Both of these young ladies now go to separate colleges far from each other. The carving tradition will no longer be possible to be kept. My daughter and her friend may see each other in passing, during future holiday outings – those occasional times when kids who went to high school together often reconnect. The friendship has changed, as all relationships do. Still, the memories will remain happy ones, for all of us.

I read an article over the weekend by Pema Chödrön, the proflic writer and Buddhist nun. She says this:

“Realizing the fleeting nature of everything and the freshness of every moment is equivalent to realizing that we’re always in a state of transition, an in-between state . . . Like a shooting star, a visual fault, a candle flame, an illusion, a dewdrop, a water bubble, a dream, lightning, a cloud . . . “

Chödrön teaches the importance of understanding that all phenomena is the same in our lives. Everything that we experience has a beginning, and then immediately starts the continuous process of changing, and at a certain point, will inevitably end. The nature of life is its “fleeting quality.” In other words, “change is the only constant.”

I don’t think that it’s in our human nature to gracefully accept life’s fleeting quality. The things which we love, we don’t want to be fleeting. And the things which we hate, we struggle against, and we resist, and then we try to force the fleeting to go faster. We have so much trouble letting go of control, and just being and experiencing. It’s the dual nature of our analytical minds. It’s the underbelly of being able to think and reason.
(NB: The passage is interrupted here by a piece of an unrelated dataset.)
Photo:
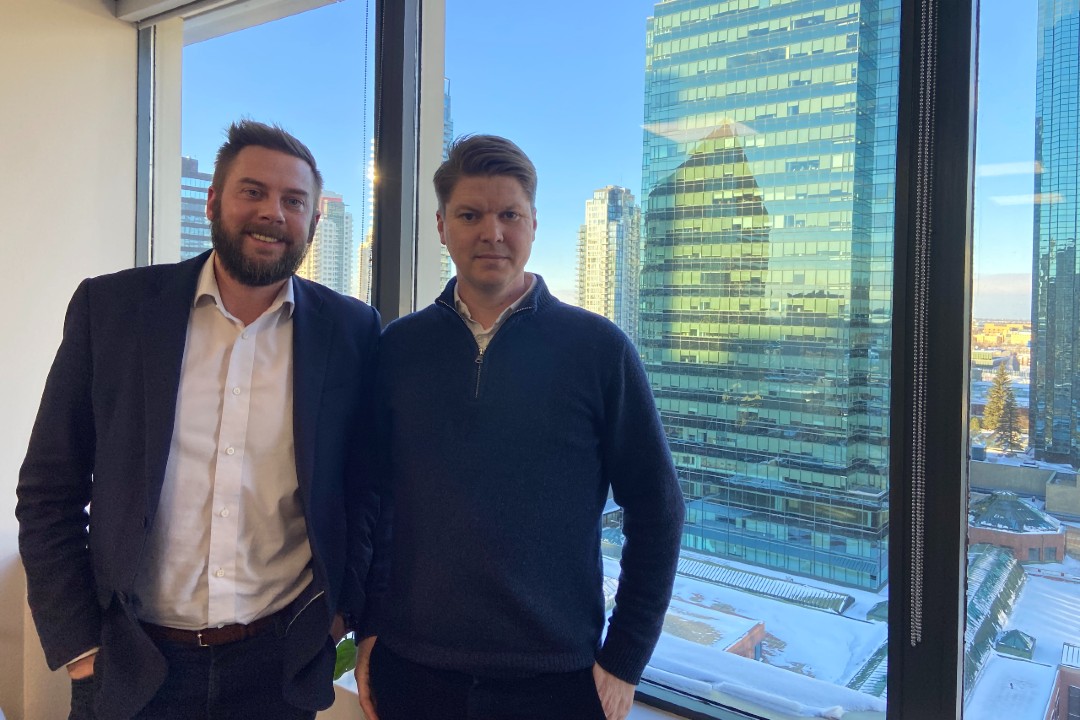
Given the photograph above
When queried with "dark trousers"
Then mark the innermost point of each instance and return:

Right now, I am enjoying a peaceful morning, my dogs at my feet, as I write this post on my beloved blog. It is a still, calm, sun-filled morning here. I smile to myself, remembering the waft of cinnamon sticks, every past autumn day when I would wander into my daughter’s room. I smile at the memory of the crooked smiles of jolly jack-o-lanterns made by two young ladies who enjoyed each other’s company enough to make a point of inventing this tradition of “crafting” together every Halloween. This morning is well on its way of passing. It’s been a good morning. This morning is in the process of phasing into hopefully, an enjoyable, peaceful afternoon, and then at sunset, the day will draw to its inevitable close. This morning, this afternoon, this whole day will transform into a memory, as all things do. And that is the way of the fleeting nature of life and all things in it. But beautifully, the memories stay alive.
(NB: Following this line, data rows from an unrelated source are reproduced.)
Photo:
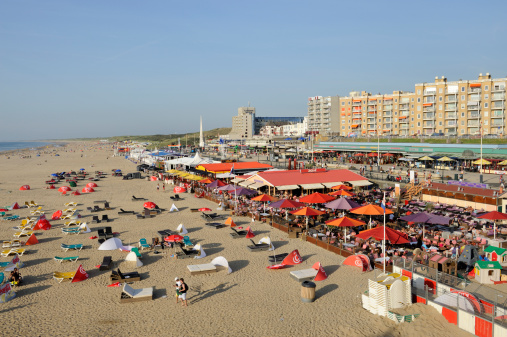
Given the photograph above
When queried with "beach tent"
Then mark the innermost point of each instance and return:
(181, 229)
(84, 227)
(198, 248)
(6, 292)
(42, 224)
(111, 244)
(220, 261)
(132, 257)
(32, 240)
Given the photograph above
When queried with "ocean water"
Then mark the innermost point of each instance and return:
(8, 146)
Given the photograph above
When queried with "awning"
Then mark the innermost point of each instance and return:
(287, 187)
(329, 185)
(311, 186)
(256, 186)
(246, 183)
(360, 183)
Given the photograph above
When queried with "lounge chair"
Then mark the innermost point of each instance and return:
(257, 247)
(130, 294)
(107, 263)
(67, 247)
(237, 234)
(216, 225)
(63, 276)
(109, 232)
(143, 244)
(64, 259)
(123, 212)
(13, 251)
(205, 268)
(118, 276)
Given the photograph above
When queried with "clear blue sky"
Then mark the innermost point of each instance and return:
(105, 68)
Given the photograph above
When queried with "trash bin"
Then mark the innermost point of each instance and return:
(307, 292)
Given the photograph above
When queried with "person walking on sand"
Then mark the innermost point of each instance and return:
(183, 292)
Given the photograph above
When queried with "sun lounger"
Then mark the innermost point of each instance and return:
(63, 276)
(257, 247)
(12, 251)
(216, 225)
(304, 275)
(64, 259)
(118, 276)
(67, 247)
(130, 294)
(205, 268)
(238, 234)
(107, 263)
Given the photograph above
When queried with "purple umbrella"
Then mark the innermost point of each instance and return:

Are you passing on love or are you passing on pain? Heal your pain and pass on love.

Indicators

My daughter and I were in the car the other day, and an indicator lit up on my dashboard. My heart lurched. I felt kind of panicky and uneasy. It turned out to be my low fuel indicator. I needed to get gas. I hadn’t seen that indicator in so long, it alarmed me. Just another crazy thing about this pandemic situation, I suppose. My response did make me laugh out loud, so that is a good thing.

We were driving home from giving blood. We were hoping that we each had miraculous coronavirus antibodies, but alas, the test results came back today, and we didn’t. However, I did get smacked upside the head with the reality of my pandemic pork out. I’ve let calories be my units of comfort. I realize that I have needed too much “comforting” this past year. I tried to avert my eyes from the scale, but it lit up like my dashboard indicator. “Wake up and smell the coffee, lady” seems to be the message all of the way around.
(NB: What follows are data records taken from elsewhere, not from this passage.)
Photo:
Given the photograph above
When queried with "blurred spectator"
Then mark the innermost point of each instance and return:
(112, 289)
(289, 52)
I saw this on a sign the other day:

“We are responsible for everything that goes into our mouths and everything that comes out of them.”

I think that sign was tailor made for me. I need to be more cognizant on both accounts. I suppose it is good to enter the holidays, with a good reality check. Watch what goes into my mouth and what comes out of it, keep up my oil changes (in both my car and in my body- by regularly giving blood), and recognize when I am low on fuel and running on fumes, before the brightly lit indicators start happening. These are good things to recognize before the thrust of the holidays is upon us and the warning indicators get lost in the jumble of brightly colored twinkle lights.